Why Study Religion? with Interim Director Dr. Hannibal Hamlin

Why Study Religion? is a video series in which the CSR asks its faculty, students, and staff what is important to them about the academic study of religion and why more folks should consider pursuing it. Find out more about the Center and its initiatives HERE. To learn more about OSU’s Religious Studies Major, visit our website at THIS LINK.

Why does Dr. Hannibal Hamlin, Interim Director of the Center and Professor of English, think it’s important to study religion? Watch the video below to find out!

Transcript: “I’m Hannibal Hamlin. I’m the Director for the Center for the Study of Religion and a Professor in the English Department specializing in literature of the English Renaissance–Shakespeare’s time. And I’m particularly interested in literature and religion and in the influence of the English Bible on English literature.

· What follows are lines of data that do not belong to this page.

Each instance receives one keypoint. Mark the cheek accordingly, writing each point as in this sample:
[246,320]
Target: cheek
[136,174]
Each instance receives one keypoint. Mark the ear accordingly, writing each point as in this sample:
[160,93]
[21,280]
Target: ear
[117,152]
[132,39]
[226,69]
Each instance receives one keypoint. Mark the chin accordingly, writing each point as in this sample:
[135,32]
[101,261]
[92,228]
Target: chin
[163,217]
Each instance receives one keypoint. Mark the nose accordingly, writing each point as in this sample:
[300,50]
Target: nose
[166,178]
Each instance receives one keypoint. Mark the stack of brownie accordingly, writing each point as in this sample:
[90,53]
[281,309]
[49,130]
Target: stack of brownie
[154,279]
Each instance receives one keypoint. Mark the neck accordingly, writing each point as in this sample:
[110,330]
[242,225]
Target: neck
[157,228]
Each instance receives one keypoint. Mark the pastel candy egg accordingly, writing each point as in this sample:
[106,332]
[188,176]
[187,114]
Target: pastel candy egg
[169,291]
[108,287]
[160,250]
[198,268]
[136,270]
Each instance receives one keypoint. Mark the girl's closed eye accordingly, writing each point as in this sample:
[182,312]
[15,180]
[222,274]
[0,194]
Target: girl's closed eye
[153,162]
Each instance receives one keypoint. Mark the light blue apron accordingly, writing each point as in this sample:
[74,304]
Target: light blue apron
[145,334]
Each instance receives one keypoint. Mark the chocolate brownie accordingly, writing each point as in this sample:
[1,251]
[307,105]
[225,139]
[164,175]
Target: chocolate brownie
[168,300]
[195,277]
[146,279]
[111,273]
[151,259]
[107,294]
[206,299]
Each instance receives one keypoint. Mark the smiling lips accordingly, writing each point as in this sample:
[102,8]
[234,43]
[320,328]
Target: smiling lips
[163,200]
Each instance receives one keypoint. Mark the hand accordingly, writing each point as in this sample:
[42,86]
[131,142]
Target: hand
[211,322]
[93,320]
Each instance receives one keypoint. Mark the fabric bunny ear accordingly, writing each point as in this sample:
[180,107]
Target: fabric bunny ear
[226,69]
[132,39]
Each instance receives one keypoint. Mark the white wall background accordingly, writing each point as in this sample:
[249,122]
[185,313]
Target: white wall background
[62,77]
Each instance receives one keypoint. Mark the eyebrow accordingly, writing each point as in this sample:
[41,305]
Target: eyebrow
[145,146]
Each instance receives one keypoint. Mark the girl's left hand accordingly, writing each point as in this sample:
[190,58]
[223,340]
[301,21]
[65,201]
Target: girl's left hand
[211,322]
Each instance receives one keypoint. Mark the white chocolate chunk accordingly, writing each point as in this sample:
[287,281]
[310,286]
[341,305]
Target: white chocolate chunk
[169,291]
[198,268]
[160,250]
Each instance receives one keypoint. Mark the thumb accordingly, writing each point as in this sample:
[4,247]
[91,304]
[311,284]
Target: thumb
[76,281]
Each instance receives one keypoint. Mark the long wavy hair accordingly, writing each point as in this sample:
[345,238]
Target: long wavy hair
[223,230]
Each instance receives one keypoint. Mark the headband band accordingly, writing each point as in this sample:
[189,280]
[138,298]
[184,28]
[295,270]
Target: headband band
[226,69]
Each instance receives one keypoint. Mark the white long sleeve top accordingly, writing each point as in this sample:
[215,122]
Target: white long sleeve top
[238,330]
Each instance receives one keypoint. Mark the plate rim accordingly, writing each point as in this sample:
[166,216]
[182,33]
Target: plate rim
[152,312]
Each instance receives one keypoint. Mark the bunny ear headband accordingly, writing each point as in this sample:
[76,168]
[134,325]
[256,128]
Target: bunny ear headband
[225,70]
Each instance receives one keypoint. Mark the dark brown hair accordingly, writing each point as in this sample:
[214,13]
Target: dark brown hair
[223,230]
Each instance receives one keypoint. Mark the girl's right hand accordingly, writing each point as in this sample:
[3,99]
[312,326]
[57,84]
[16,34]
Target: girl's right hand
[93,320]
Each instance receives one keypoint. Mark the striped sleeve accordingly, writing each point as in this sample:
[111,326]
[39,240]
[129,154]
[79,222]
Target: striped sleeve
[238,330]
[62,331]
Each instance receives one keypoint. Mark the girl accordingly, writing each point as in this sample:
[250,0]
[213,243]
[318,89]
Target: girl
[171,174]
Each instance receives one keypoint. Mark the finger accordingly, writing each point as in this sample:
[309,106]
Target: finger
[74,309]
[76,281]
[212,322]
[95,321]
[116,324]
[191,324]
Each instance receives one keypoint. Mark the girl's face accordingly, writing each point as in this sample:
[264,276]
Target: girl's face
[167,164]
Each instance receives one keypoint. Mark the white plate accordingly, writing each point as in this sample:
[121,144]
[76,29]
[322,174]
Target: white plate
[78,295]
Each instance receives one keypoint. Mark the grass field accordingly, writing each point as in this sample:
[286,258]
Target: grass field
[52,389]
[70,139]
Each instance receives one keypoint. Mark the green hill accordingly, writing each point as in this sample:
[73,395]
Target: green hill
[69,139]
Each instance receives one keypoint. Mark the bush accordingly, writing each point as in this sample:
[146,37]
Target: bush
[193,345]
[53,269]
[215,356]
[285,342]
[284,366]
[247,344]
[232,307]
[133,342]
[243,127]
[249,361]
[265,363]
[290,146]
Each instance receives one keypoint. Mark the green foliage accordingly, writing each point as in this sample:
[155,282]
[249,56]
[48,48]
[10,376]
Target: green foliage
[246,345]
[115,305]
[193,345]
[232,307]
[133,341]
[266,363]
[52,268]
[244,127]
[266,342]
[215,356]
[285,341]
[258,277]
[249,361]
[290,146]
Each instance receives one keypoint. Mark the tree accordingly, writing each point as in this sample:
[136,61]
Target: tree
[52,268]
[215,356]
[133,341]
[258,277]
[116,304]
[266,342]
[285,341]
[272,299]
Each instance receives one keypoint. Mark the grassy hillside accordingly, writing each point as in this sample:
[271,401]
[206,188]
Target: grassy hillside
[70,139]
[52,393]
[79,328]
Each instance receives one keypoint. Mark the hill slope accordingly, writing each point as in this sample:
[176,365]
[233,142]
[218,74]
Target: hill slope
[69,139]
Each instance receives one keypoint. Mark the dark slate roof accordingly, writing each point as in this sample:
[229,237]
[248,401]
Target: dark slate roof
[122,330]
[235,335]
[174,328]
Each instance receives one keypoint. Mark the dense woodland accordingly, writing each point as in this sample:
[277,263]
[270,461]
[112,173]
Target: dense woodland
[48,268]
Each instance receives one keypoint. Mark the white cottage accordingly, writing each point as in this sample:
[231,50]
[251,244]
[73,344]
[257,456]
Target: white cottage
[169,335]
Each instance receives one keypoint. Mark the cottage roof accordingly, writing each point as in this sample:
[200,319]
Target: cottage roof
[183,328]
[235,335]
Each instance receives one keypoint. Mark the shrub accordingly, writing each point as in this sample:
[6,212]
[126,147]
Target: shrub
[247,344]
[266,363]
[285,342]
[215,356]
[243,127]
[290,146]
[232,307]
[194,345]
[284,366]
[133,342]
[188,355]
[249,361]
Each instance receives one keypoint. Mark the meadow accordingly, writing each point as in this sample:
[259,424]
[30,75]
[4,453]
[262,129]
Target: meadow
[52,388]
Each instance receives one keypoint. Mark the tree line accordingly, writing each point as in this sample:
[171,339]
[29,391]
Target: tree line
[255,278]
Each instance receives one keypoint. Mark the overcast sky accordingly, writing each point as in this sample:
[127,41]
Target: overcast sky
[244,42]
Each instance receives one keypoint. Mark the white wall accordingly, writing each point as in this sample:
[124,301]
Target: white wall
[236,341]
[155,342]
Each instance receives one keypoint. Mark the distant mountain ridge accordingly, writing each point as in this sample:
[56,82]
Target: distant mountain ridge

“Why study religion? Well, in my particular period, in the English Renaissance, everybody was required to attend church by law. And there was only one Church–the Church of England. After the Reformation, there was a minority Catholic population, but religious belief and practice was virtually universal. And religion gets at the heart of what people think and believe, what they hold to be most important. It’s not just a sort-of ‘weekend thing;’ it touches every aspect of life in the period I study. And you’d be hard-pressed to find any work of literature that doesn’t, in some way or another, connect with religious questions, religious ideas. Salvation, sin, and death. More broadly speaking, religion is still a central part of so many aspects of people’s lives across the world. The majority of Americans are believers, are practitioners in one religion or another, and that percentage increases as you go across the world. And centers like Pew [Research Center], or people who keep that sort of data, tell us that over the next decades, that percentage is even going to increase. Religion simply gets at the heart of what is most important to people. Life; death; life after death, if you hold that sort of belief; sin; salvation; love; grief; forgiveness: all of these things connect to religion, and so, why not study religion?”